Given the past 18 months didn’t play out as many predicted, it’s likely the following 18 months aren’t going to either. Therefore it’s worthwhile to reflect on what we learned in this remarkable time and how we can use those lessons to help our personal finances in the future.

Expect the Feds to Act

If ever there was a time for the federal government to prove too weak to respond to a crisis, it was the early months of 2020.

The political airways were atwitter with a throng of candidates vying for the Democratic nomination for the presidency, each doing whatever they could to make themselves stand out. Part of that included differentiating themselves as much as possible from then-President Donald Trump, who had just been impeached by the Democratically-led House of Representatives. Republicans, though, controlled the Senate and were in no mood to compromise with the other chamber.

Yet even a dysfunctional political class proved it could move quickly.

Just four days after the stock market finished a month-long 34% drop from its Feb. 19, 2020, highs, Trump signed a $2.2 trillion relief package that even a divided Congress quickly approved.

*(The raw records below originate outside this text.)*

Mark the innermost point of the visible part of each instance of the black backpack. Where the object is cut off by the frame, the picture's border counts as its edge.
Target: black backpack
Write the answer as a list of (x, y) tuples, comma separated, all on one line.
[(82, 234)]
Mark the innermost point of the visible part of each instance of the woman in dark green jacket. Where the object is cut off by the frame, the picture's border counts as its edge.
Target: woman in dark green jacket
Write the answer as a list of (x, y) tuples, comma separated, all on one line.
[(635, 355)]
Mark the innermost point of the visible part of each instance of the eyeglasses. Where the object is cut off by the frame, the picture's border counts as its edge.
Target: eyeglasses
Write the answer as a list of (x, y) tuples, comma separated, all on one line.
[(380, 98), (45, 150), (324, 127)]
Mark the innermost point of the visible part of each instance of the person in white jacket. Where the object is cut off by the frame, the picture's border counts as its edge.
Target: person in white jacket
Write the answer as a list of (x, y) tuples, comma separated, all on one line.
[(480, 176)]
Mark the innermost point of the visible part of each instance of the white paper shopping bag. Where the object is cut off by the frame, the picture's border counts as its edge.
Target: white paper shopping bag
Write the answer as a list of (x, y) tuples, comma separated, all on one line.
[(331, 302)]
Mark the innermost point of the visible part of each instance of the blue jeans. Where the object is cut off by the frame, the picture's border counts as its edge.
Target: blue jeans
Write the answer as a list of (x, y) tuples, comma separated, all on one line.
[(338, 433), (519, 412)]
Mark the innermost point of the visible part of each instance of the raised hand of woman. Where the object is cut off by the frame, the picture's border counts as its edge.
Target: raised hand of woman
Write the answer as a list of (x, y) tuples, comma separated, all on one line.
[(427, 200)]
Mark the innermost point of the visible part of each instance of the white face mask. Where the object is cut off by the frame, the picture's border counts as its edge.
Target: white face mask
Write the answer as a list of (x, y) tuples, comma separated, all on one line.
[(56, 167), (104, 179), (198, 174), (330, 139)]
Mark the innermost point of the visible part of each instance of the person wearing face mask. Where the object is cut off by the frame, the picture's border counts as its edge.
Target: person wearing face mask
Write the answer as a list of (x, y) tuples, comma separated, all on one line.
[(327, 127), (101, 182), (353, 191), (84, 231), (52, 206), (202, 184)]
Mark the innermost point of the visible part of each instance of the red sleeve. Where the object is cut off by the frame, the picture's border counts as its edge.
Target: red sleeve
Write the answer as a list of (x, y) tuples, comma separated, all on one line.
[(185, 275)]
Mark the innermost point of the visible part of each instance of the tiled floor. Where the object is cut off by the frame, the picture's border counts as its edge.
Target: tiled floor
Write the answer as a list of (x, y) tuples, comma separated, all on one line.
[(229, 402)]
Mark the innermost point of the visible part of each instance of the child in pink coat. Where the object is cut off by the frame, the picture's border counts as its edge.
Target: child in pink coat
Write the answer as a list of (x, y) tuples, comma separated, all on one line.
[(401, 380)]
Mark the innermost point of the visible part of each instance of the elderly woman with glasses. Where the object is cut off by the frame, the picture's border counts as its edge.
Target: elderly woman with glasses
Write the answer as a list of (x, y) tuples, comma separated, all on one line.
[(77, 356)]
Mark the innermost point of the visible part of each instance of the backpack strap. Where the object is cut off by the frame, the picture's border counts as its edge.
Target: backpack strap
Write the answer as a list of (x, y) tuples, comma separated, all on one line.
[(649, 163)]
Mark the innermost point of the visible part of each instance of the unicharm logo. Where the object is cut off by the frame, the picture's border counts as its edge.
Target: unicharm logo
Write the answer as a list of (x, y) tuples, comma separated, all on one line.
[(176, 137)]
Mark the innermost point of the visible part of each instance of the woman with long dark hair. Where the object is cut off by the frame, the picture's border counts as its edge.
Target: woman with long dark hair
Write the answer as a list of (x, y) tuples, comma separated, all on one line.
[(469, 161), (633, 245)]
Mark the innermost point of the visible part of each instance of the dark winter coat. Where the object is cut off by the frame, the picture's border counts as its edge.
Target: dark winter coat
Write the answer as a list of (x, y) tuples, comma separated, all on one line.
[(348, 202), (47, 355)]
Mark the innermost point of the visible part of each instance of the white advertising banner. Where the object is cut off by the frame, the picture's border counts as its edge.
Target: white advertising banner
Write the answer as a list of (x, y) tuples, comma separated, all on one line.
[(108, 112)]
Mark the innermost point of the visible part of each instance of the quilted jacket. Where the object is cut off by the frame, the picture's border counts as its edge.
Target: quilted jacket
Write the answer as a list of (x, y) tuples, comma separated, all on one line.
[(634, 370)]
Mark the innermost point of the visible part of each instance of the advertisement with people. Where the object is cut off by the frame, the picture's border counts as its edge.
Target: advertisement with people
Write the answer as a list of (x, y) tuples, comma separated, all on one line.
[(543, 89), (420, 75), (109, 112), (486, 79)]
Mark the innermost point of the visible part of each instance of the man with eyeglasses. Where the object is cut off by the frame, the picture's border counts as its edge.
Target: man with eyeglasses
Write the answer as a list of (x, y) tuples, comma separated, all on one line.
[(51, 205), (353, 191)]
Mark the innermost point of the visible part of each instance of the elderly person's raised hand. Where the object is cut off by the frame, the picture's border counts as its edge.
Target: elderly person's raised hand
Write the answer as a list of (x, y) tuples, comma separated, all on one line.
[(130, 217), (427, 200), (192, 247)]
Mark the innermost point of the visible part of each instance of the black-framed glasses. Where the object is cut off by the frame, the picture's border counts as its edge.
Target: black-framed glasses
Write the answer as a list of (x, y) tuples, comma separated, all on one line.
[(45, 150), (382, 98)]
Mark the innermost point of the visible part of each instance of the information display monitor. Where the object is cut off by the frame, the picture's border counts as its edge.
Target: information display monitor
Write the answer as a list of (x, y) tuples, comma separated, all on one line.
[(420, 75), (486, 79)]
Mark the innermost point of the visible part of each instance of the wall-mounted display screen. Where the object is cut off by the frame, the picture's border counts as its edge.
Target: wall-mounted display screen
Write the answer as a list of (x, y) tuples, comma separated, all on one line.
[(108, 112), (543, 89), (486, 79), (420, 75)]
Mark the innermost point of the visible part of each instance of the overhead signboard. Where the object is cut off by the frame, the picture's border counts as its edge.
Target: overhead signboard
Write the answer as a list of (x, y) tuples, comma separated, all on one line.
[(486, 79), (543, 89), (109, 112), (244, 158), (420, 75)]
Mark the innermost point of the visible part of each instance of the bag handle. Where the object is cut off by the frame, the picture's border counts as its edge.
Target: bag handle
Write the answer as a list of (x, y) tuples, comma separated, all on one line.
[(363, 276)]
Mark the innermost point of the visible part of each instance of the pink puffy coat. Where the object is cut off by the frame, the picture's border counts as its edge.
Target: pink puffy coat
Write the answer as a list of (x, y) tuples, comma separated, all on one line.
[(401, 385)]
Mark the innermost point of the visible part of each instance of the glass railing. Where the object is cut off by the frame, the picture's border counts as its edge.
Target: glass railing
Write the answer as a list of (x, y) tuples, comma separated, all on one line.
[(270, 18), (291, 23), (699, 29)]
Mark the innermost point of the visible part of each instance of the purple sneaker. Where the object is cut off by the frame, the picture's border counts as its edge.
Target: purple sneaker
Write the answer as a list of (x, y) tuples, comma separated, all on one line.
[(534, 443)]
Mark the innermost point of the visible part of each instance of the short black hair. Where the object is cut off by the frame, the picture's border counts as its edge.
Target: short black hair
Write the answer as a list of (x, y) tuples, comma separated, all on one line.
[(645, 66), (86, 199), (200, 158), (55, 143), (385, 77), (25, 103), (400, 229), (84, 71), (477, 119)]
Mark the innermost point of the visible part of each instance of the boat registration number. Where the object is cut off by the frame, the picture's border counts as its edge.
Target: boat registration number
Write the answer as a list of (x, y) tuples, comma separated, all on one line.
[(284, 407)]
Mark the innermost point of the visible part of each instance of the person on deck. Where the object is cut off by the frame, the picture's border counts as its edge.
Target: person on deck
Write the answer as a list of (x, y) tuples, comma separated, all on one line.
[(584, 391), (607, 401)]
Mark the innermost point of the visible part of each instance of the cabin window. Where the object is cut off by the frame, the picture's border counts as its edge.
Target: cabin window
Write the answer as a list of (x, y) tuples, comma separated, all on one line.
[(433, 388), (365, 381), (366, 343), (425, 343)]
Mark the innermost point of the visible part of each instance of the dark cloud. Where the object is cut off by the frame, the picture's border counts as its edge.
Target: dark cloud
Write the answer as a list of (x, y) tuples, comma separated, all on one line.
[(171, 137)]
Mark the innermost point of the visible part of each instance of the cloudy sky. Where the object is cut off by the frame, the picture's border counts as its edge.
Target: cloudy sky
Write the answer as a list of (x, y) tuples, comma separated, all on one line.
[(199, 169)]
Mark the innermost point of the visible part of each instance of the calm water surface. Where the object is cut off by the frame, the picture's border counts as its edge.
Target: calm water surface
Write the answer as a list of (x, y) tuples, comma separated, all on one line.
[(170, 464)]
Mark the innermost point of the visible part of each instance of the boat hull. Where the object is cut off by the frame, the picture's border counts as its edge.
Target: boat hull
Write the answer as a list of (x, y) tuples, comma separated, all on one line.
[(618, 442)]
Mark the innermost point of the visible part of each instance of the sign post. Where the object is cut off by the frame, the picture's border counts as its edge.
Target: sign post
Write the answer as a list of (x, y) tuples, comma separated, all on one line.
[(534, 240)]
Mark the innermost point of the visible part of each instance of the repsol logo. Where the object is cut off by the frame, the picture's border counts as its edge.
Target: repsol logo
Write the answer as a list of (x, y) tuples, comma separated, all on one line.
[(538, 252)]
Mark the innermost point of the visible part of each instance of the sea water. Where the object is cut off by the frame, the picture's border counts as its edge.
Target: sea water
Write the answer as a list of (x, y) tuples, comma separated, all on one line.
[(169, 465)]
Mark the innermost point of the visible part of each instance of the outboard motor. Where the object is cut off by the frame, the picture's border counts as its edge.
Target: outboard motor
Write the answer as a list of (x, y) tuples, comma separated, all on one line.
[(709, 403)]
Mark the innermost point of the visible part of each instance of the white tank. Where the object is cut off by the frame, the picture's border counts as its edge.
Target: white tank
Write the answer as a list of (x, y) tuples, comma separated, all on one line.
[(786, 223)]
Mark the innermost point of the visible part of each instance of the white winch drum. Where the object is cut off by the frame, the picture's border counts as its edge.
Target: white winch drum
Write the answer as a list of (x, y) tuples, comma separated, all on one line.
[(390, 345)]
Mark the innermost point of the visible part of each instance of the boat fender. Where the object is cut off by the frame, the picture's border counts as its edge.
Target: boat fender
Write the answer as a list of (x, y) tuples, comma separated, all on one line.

Aided by thousands in direct stimulus checks, ramped up unemployment benefits and a myriad of business loans, investors gave a sigh of relief and the S&P 500 ultimately returned more than 16% last year, or almost 65% from its March low.

Investors that kept to their long-term plans were able to reap the benefits.

“It is important to stay disciplined and disengage emotionally as much as possible,” says David McInnis, a principal at East Paces Group, an investment management firm. “We tried to keep our clients composed so they wouldn’t make decisions based on short-term circumstances, but on what they need 10, 20, 30 years from now.”